Responding to studies showing that Tweets written by African Americans are 1.5 more likely to be flagged as offensive than those of White native English speakers, Spill is re-writing AI to be more reflective and inclusive of linguistics beyond White culture.

Similar to Twitter, Spill will feature a live newsfeed where users can keep up to date with all things pop culture, current affairs and memes. The platform also aims to reward creators who are most-often overlooked by traditional social media platforms, mainly Black women and members of the Queer community.

The platform isn’t available for use just yet, however you can reserve your handle right here.

Age and beauty

Source: L’oreal Paris

Beauty products are often sold to us via the dewy complexions of teenage skin, but one brand is seeking to change the eternal youth narrative. L’oreal Paris has launched a campaign across the Nordics using user-generated content exclusively from women aged 45-85. 

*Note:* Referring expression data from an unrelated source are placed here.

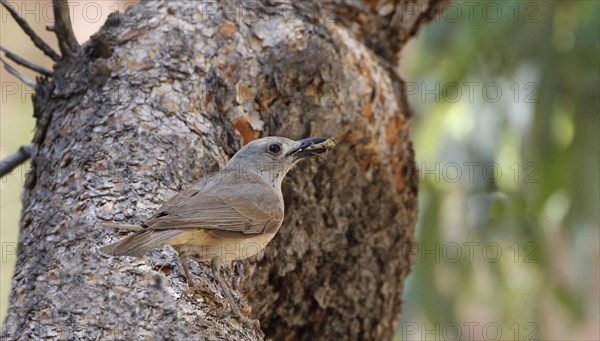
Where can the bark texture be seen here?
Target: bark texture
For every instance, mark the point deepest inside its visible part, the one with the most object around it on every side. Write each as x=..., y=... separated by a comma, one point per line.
x=168, y=92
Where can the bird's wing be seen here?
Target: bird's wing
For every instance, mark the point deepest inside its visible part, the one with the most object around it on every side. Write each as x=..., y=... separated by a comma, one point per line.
x=194, y=208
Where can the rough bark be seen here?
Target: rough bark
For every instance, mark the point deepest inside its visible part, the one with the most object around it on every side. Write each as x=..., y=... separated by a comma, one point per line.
x=167, y=92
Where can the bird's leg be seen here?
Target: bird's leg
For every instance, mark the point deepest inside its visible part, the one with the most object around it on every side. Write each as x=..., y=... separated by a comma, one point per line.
x=235, y=308
x=193, y=286
x=188, y=277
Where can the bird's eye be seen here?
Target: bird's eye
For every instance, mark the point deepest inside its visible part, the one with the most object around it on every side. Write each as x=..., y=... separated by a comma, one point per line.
x=274, y=148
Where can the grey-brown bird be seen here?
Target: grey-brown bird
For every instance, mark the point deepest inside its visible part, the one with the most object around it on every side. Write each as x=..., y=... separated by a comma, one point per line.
x=229, y=215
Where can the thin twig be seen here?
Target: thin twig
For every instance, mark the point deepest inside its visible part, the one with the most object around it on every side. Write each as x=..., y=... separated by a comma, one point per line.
x=37, y=41
x=17, y=74
x=15, y=159
x=22, y=61
x=62, y=27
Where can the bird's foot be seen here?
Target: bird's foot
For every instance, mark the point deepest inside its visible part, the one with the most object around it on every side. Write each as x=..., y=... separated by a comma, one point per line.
x=202, y=290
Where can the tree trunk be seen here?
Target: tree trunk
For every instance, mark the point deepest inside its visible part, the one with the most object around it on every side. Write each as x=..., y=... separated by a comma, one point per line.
x=168, y=92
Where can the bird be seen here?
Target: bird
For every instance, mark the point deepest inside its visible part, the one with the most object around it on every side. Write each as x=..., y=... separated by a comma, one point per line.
x=228, y=215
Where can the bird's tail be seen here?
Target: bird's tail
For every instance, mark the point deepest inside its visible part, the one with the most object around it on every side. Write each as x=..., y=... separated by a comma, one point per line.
x=140, y=243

13% of Instagram users are aged over 45, with Gen X-ers being the fastest-growing demographic on the app. Talent ranges from 65-year-old blogger and model Susanne Histrup to Finnish entrepreneur and author Merja Mähkä whose videos are helping to promote Rosy Oil-Serum directly to L’oreal Paris’s target audience. Will this prompt other brands to be more inclusive in their influencer targeting?